Quante aziende hanno al proprio interno un processo consolidato di Vulnerability Management? Quante aziende hanno al proprio interno un processo di protezione della postazione di lavoro? Quante aziende fanno regolarmente e fanno fare ai propri outsource, penetration test applicativi e code review sulle applicazioni web che vengono pubblicate?
La sicurezza non è comprare un prodotto o fare un’attività una tantum di verifica. Se installi Nessus, ovviamente la versione free mica vorremmo far spendere soldi all’azienda per il proprio bene, e fai una scansione un paio di volte all’anno non stai facendo vulnerability management. In realtà non lo fai neanche se lo fai girare una volta al giorno, a meno che poi tu strutturi il report e fai scatenare delle attività di patching mirato a fronte delle vulnerabilità più critiche.
Questo concetto non riesce proprio a fare breccia né nell’IT Manager Italiano medio, né nella stampa (sia quella generalista che sta ancora in piena crisi Heartbleed, sia quella specialistica rivolta ai decision maker).
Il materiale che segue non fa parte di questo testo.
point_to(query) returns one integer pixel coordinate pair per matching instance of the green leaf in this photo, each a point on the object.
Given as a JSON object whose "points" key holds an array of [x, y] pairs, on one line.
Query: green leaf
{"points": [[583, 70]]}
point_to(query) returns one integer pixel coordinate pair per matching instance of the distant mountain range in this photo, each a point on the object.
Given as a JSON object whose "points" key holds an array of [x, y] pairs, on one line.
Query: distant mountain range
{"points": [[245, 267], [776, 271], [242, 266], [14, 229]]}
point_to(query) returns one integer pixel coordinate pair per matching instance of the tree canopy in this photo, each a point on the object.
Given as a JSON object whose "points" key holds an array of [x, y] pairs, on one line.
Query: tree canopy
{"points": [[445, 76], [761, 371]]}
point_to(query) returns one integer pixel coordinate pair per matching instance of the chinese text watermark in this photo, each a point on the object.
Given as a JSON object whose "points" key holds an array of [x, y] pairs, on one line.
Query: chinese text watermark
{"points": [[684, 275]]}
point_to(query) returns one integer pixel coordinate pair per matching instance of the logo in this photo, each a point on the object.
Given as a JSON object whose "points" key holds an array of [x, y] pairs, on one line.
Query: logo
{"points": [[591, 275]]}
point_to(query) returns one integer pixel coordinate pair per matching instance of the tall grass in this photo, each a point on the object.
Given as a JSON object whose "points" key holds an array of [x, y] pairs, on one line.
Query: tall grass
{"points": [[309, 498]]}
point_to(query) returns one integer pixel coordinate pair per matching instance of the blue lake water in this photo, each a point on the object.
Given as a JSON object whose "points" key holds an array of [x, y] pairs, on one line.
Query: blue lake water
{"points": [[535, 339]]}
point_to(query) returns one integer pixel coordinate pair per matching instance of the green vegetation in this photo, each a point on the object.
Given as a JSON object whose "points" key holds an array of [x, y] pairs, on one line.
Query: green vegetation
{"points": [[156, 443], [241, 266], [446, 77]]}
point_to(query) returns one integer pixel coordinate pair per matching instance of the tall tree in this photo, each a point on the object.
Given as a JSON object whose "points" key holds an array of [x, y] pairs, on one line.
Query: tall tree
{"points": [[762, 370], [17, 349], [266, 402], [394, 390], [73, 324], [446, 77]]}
L’IT Manager non è opportunamente guidato, a mio avviso per decidere cosa deve chiedere alla propria struttura interna di information security. Ehi, non è uno stupido, se gli spieghi rischi e benefici anche senza scendere in tecnicismi è mille volte meglio di propinargli l’ennesima sbobba markettara2.
Le conferenze di settore
Cartina al tornasole di quanto ci piace indorarci la pillola autoproclamandoci ed autoacclamandoci sono le conferenze di settore, o almeno la maggior parte di esse.
Spesso organizzate in lussuosi hotel dove regna lo sfarzo e dove l’ergonomia, la connettività garantita, l’acustica della sala, la logistica tutte caratteristiche che non riescono ad avere il sopravvento rispetto a due cose che l’italiota medio ritiene fondamentali:
- le hostess, possibilmente carine e ancor più possibilmente scollate
- abbondante catering
Avere track di formazione qualche giorno prima dei talk? Chissenefrega. Avere dei talk di approfondimento tecnico? Secondario, vuoi mettere se al desk ad accogliere il panzuto IT Manager non c’è il sosia di Drew Barrimore?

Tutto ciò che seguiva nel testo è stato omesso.